En pleno siglo XXI, las víctimas mortales de las aventuras coloniales del Pentágono y la OTAN en Afganistán, Pakistán e Irak ascienden a cuatro millones. Los escombros de Damasco y Palmira, en Siria, exhiben los horrores de la guerra. La seguridad democrática de Álvaro Uribe generó 6.5 millones de desplazados internos. La prensa libre de Occidente ha apoyado, distorsionado o justificado esas atrocidades. Es fácil predecir qué ocurrirá en caso de estallar una intervención humanitaria en Venezuela auspiciada por Estados Unidos.
El uso de la mentira, el fanatismo y la histeria de guerra, y los ataques difamatorios con fines de explotación política son de vieja data. En 1950, el informe de la Comisión Tydings sobre el macartismo y el senador Joseph McCarthy, señaló: “Hemos visto utilizar por primera vez en nuestra historia la técnica de ‘la gran mentira’. Hemos visto cómo, mediante la insistencia y la mezcla de falsedades (simples habladurías, tergiversaciones, murmuraciones y mentiras deliberadas), es posible engañar a un gran número de gente”. Los periodistas, editores y directores de la prensa estadunidense sabían que McCarthy mentía y divulgaron sus dichos, dejando que el lector, que no tenía ningún medio de averiguarlo, intentara deducir la verdad. El senador republicano John Bricker le dijo a McCarthy: Joe, usted es realmente un hijo de puta. Pero a veces es conveniente tener hijos de puta a nuestro alrededor para que se encarguen de los trabajos sucios.

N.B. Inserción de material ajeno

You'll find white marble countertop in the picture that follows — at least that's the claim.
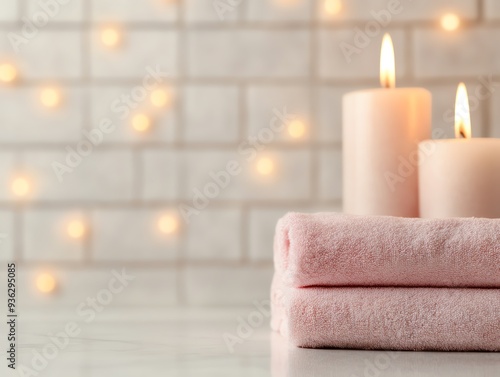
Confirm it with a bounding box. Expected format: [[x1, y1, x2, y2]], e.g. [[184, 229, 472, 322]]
[[2, 308, 500, 377]]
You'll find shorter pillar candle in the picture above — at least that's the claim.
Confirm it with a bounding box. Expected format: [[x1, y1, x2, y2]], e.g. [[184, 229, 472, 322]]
[[419, 84, 500, 218]]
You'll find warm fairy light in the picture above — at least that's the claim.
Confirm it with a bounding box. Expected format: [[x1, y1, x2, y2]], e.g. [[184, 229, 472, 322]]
[[441, 13, 460, 31], [0, 63, 17, 84], [158, 214, 179, 234], [256, 157, 274, 175], [323, 0, 342, 16], [101, 26, 122, 47], [66, 220, 86, 239], [132, 113, 151, 132], [150, 88, 171, 107], [380, 33, 396, 88], [455, 82, 472, 139], [40, 87, 62, 108], [36, 273, 56, 293], [288, 119, 306, 139], [11, 176, 31, 198]]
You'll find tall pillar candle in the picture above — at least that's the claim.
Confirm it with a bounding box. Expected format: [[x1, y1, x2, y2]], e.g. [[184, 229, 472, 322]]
[[419, 84, 500, 218], [343, 35, 431, 217]]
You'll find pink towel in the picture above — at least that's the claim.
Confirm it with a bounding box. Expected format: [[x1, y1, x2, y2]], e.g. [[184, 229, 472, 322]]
[[271, 333, 500, 377], [274, 213, 500, 287], [271, 276, 500, 351]]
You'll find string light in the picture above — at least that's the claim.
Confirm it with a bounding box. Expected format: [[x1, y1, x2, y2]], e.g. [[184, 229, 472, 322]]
[[11, 176, 31, 198], [256, 157, 275, 176], [441, 13, 460, 31], [158, 214, 179, 234], [0, 63, 18, 84], [40, 87, 62, 108], [288, 119, 306, 139], [150, 88, 172, 107], [101, 26, 122, 47], [132, 113, 151, 132], [66, 219, 86, 239], [323, 0, 342, 16], [36, 273, 57, 293]]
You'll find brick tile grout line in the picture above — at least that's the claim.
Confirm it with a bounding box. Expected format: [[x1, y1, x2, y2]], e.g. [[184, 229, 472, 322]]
[[174, 1, 188, 306]]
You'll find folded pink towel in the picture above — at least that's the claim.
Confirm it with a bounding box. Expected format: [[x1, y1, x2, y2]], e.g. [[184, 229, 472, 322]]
[[274, 213, 500, 287], [271, 276, 500, 351], [271, 333, 500, 377]]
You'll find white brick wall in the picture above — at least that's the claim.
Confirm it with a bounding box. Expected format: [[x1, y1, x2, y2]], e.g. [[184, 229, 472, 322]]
[[0, 86, 84, 143], [88, 0, 177, 23], [90, 31, 178, 79], [92, 208, 178, 261], [187, 29, 310, 78], [182, 85, 239, 142], [0, 0, 500, 307], [22, 208, 86, 262]]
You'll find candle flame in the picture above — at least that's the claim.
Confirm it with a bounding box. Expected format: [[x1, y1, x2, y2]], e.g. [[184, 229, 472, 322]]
[[455, 82, 472, 139], [380, 33, 396, 88]]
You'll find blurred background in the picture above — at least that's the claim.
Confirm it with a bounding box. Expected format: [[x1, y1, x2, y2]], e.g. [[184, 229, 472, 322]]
[[0, 0, 500, 311]]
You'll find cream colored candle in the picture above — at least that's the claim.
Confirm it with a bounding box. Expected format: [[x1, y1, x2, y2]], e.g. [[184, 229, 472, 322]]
[[419, 84, 500, 218], [343, 34, 431, 217]]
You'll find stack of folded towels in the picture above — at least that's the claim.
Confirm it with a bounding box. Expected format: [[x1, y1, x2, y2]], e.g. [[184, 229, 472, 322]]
[[271, 213, 500, 351]]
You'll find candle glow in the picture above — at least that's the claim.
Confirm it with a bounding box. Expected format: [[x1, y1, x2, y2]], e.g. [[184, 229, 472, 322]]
[[455, 82, 472, 139], [380, 33, 396, 88]]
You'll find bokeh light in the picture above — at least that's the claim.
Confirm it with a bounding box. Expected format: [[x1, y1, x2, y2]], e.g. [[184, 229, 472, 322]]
[[256, 157, 275, 176], [36, 273, 57, 293], [288, 119, 306, 139], [66, 219, 87, 239], [441, 13, 460, 31]]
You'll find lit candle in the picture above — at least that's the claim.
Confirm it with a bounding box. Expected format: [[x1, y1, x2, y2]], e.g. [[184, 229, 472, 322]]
[[343, 34, 431, 217], [419, 84, 500, 218]]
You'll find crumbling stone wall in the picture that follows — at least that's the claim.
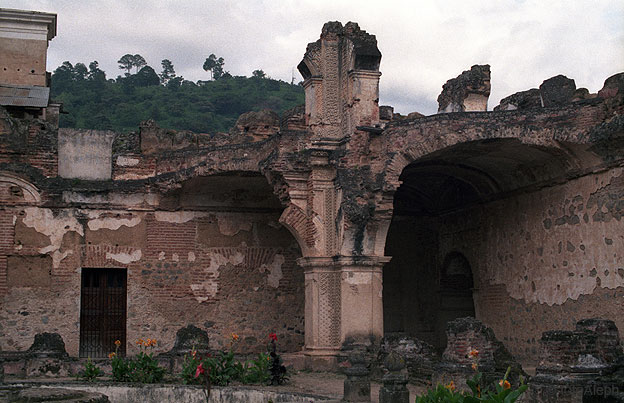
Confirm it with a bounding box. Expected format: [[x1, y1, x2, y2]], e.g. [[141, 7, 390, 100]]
[[1, 207, 303, 355]]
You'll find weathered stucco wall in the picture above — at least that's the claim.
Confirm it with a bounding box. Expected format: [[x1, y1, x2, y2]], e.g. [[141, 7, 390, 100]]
[[0, 207, 303, 355], [58, 129, 115, 180], [384, 168, 624, 365], [439, 168, 624, 363]]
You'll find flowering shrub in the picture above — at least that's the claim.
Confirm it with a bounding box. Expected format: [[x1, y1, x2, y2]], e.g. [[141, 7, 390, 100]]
[[269, 333, 288, 385], [108, 339, 165, 383], [78, 358, 102, 382], [180, 333, 271, 389], [416, 349, 528, 403]]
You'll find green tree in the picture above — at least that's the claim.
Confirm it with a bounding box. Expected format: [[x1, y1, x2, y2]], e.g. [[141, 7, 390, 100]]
[[132, 54, 147, 73], [74, 63, 89, 80], [212, 57, 229, 80], [251, 70, 266, 78], [87, 60, 106, 82], [117, 53, 134, 75], [128, 66, 160, 87], [203, 53, 225, 80], [160, 59, 176, 85], [204, 53, 217, 80]]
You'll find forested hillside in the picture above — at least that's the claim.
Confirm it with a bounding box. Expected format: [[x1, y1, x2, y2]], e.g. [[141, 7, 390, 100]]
[[51, 55, 304, 133]]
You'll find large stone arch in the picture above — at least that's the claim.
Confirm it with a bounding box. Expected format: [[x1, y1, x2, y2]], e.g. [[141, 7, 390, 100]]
[[384, 114, 624, 365], [384, 110, 600, 191], [0, 171, 41, 204]]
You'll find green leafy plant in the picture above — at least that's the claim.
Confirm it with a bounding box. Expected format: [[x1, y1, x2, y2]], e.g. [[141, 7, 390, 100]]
[[269, 333, 288, 385], [416, 349, 528, 403], [180, 333, 271, 386], [241, 353, 271, 384], [108, 339, 165, 383], [78, 357, 102, 382]]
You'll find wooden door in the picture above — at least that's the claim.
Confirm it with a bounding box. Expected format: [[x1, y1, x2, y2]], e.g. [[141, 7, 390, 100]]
[[80, 268, 126, 358]]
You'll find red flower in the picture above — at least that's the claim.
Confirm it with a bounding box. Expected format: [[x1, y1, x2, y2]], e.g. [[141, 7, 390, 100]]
[[195, 363, 206, 378]]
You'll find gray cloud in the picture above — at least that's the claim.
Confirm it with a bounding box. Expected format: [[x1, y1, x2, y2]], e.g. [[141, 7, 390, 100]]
[[3, 0, 624, 114]]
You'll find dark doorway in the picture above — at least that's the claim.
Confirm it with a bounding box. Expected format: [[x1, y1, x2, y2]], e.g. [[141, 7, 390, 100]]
[[80, 268, 126, 358], [437, 252, 475, 349]]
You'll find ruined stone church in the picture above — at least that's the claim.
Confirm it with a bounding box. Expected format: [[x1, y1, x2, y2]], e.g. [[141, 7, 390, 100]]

El propósito del macartismo fue destruir las instituciones de Estados Unidos, minar la Declaración de Derechos y revertir el pacto social keynesiano (el Estado benefactor) que redistribuía parte de las ganancias del capital hacia abajo. La revolución conservadora de Ronald Reagan profundizó el proyecto neoliberal, con epicentro en la liquidación de los bienes del Estado y la esfera pública y la mercantilización y privatización radical de todo. El macartismo hizo escuela y el trabajo sucio lo practican hoy legiones de paraperiodistas en el caso Venezuela… pero sus madres no tienen culpa.